7 Replies Latest reply on Mar 6, 2010 5:33 AM by n0thing

    How to select number of work items?


      Imagine you are performing a 3x3 convolution on each element of a large (say 8K x 8K) matrix A. For each A[i,j], you compute A'[i,j] = A[i-1,j-1] * C[0,0] + A[i-1, j] *C[0,1] + A[i-1, j+1] * C[0, 2] + ... + A[i+1, j+1] * C[2,2]


      Since I can have at most 256x256 work_items on the RV770, each work item must process a more than a single element of A. If I use all 256x256 work items, I will process a 32x32 submatrix in each work element. But I could use fewer work elements, processing a larger sub-matrix on each element. For example, I could use 128x128 work items, each processing a 64x64 sub-matrix, or 128x256, or ...

      Likewise, I could organize a 256x256 work-item solution into workgroups of 16x16, 32x8, etc.

      The question is how do pick among these various approaches. Since there is no need for blocking/sychronzing across work items, this plays no role in organizing into workgroups. Memory access patterns will presumably play a role.  Pretty much any approach will have far more workgroups than processors, so keeping all the processors busy won't be impacted by the choice.

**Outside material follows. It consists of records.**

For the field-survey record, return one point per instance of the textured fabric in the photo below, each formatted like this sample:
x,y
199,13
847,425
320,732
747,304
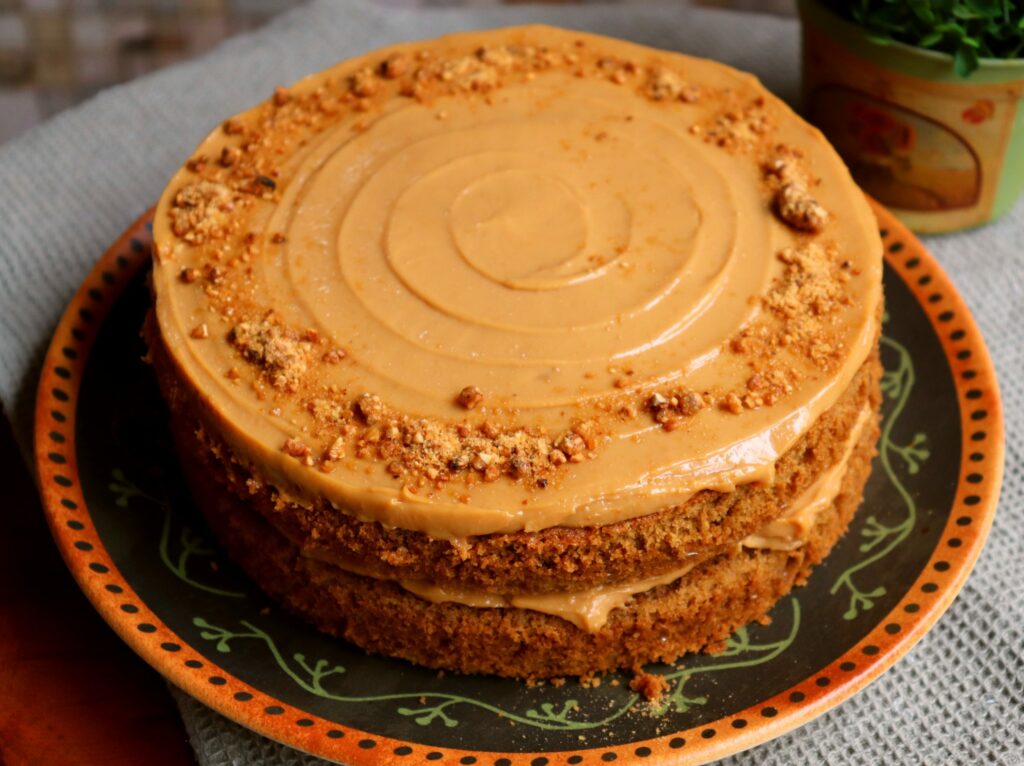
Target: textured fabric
x,y
72,185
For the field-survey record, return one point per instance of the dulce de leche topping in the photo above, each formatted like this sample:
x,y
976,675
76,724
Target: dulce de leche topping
x,y
514,280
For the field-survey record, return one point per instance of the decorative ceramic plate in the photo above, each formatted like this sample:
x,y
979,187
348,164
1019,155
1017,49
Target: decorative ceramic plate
x,y
128,530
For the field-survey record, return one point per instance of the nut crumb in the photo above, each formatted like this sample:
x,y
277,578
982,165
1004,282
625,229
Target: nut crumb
x,y
648,685
798,208
470,397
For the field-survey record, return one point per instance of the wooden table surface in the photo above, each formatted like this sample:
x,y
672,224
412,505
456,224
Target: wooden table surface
x,y
71,692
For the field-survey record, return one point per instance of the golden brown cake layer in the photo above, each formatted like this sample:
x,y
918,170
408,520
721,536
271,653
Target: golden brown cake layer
x,y
517,281
699,609
553,559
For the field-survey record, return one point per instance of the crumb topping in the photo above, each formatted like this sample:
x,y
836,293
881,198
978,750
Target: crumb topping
x,y
797,322
281,352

What other factors should I take into account in designing the number of work_items and their mapping into work_groups.

        • How to select number of work items?

          There is no limit on the number of work-items in global index, the restriction is only on the local-index i.e 256 for work-group size. So in your case above you can have 8k x 8k work-items and then divide them into groups.

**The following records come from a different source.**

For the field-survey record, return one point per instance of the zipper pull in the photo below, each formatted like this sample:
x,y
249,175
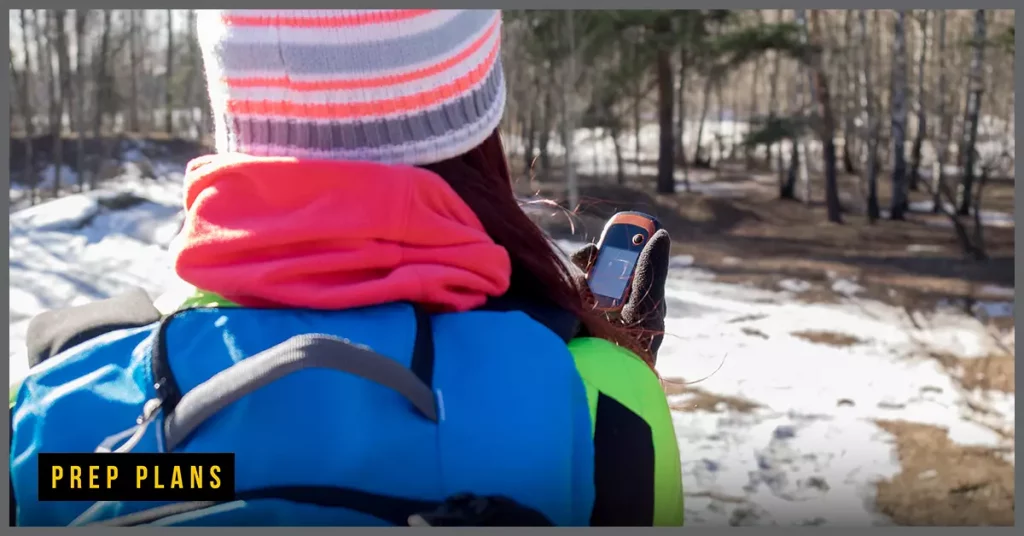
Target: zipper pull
x,y
134,434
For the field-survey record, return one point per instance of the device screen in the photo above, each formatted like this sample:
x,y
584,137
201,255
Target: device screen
x,y
612,271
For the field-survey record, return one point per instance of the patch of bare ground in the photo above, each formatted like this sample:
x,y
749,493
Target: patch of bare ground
x,y
830,338
945,484
699,400
994,372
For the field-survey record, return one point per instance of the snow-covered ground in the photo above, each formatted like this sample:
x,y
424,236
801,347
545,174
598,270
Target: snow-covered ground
x,y
809,454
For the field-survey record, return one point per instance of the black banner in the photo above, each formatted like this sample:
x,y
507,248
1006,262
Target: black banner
x,y
131,477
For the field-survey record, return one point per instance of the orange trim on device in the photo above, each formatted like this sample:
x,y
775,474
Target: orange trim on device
x,y
633,219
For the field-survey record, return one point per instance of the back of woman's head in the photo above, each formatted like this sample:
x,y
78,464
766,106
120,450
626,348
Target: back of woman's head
x,y
481,178
421,87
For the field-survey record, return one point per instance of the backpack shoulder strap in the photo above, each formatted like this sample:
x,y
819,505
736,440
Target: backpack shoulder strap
x,y
54,331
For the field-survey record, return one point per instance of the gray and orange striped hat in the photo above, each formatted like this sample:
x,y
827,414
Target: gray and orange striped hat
x,y
409,86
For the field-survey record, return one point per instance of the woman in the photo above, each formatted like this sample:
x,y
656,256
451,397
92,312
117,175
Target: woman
x,y
359,212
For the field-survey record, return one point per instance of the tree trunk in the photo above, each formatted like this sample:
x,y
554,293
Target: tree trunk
x,y
899,184
104,93
28,111
973,112
800,96
819,88
849,84
698,156
169,77
134,30
754,111
637,101
547,124
195,67
867,105
615,132
681,131
946,128
666,164
530,141
773,109
81,17
568,119
919,138
58,89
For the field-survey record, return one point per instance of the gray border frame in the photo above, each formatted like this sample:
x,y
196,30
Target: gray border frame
x,y
521,4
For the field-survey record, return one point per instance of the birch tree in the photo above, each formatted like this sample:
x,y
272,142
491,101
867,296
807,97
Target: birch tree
x,y
972,113
898,109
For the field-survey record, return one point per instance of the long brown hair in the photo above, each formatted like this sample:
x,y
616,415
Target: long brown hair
x,y
482,179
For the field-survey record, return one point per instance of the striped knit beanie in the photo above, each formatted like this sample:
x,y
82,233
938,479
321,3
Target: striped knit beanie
x,y
396,86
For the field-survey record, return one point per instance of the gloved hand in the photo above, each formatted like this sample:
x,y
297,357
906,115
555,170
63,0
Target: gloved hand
x,y
644,308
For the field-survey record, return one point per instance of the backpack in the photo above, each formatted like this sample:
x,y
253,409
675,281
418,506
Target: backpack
x,y
363,417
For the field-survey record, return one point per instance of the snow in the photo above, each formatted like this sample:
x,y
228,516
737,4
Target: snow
x,y
818,402
808,454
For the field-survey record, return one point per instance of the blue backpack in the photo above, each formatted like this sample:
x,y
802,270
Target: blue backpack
x,y
360,417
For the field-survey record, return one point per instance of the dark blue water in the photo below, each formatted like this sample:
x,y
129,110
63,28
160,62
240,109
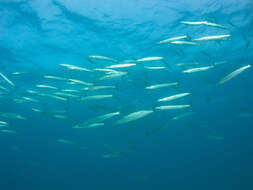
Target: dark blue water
x,y
210,149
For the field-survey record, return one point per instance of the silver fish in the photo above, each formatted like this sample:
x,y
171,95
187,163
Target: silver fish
x,y
174,97
233,74
134,116
172,107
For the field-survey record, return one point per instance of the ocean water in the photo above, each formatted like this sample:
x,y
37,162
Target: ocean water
x,y
207,146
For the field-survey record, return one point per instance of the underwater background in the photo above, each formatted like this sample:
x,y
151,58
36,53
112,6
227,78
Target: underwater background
x,y
207,145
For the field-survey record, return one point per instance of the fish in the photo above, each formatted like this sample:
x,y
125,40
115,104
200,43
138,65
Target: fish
x,y
19,73
182,116
121,65
172,39
4,89
134,116
174,97
72,67
3,123
215,37
55,77
113,75
36,110
12,116
194,22
245,115
74,81
8,131
154,68
96,97
58,116
199,69
184,43
161,85
66,95
99,87
46,86
30,99
6,79
31,91
19,101
203,23
98,119
52,96
187,64
105,70
103,58
219,63
88,126
145,59
69,90
172,107
233,74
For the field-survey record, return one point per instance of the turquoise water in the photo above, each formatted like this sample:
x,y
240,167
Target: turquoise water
x,y
206,145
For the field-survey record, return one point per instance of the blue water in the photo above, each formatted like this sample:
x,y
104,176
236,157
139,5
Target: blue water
x,y
210,149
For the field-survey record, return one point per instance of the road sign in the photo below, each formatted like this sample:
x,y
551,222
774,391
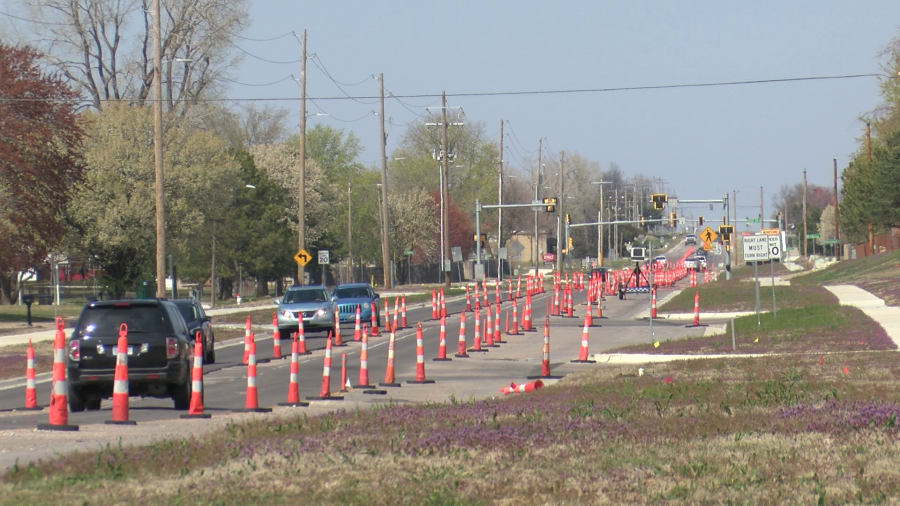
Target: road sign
x,y
302,258
774,246
756,248
708,235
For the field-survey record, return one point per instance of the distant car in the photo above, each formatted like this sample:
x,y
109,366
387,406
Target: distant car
x,y
197,321
160,352
312,303
350,295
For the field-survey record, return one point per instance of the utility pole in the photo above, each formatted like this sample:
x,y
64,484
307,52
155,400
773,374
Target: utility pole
x,y
301,197
804,213
158,157
500,210
350,231
837,228
385,254
560,241
761,215
445,161
539,180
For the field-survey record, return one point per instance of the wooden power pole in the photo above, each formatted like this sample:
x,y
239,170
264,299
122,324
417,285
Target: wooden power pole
x,y
301,197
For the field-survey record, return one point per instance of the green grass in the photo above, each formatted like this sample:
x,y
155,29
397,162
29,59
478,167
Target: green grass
x,y
784,430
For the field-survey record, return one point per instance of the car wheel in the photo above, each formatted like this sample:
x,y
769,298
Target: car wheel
x,y
76,400
182,395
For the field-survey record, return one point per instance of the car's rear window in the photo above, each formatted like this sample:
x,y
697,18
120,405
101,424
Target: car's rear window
x,y
105,320
188,312
298,296
351,292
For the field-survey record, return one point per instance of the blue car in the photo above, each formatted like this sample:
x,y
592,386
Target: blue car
x,y
348,296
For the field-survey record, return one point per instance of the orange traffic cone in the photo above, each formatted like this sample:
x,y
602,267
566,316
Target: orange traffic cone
x,y
195,409
276,338
477,346
251,403
442,345
522,388
325,393
497,339
247,340
461,347
59,409
30,383
120,381
389,372
293,386
545,362
420,359
375,332
337,328
583,356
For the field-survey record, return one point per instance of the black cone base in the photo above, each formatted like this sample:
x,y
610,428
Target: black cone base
x,y
63,428
196,417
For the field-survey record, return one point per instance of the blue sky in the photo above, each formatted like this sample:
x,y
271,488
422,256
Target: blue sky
x,y
702,141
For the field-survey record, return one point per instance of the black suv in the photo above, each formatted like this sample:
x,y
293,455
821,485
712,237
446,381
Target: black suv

          If you are using no intra-group sharing i.e local memory then you should select a linear work-group. For example - 256 x 1 as this will get good memory performance if you are accessing your global memory linearly.

          I ran the SobelFilter sample in SDK for 3 different work-group combinations -

          a) 256 x 1 = 1.05 ms kernel time

          b) 64 x 4 = 1.05

          b) 16 x 16 = 1.4 ms

          The idea is that all threads in a single wavefront should access the global memory linearly for getting good bandwidth. Hence case a and b give good performance.

          But if you are using local memory then you can reduce the total number of fetches from global memory by using a square-work-group compared to linear. For example - take 2 cases in your algorithm

          1) 4x4 work-group will lead to 36 fetches from global memory to local memory (3x3 filter size)

          2)  16x1 will lead to 54 fetches from global memory using the same filter size


            • How to select number of work items?

              I don't understand how you are assigning data to local vs. global memory to come up with your fetch count. Could you help me see?



                • How to select number of work items?

                  The fetch count is the number of fetches from global memory to local memory for a work-group. It includes all the data(or texels) needed by all the threads inside the work-group.

                  A 4x4 work-group will require to fetch 6x6 tile of texels from global memory if filter-size of 3x3 is used for each thread. Whereas 16x1 group will require 18x3 tile.

                  If you don't use local memory then each thread requires 9 texel fetches from global memory but if you use local memory with a 4x4 block-size you requires only 36/16 = 2.25 avg fetches per thread.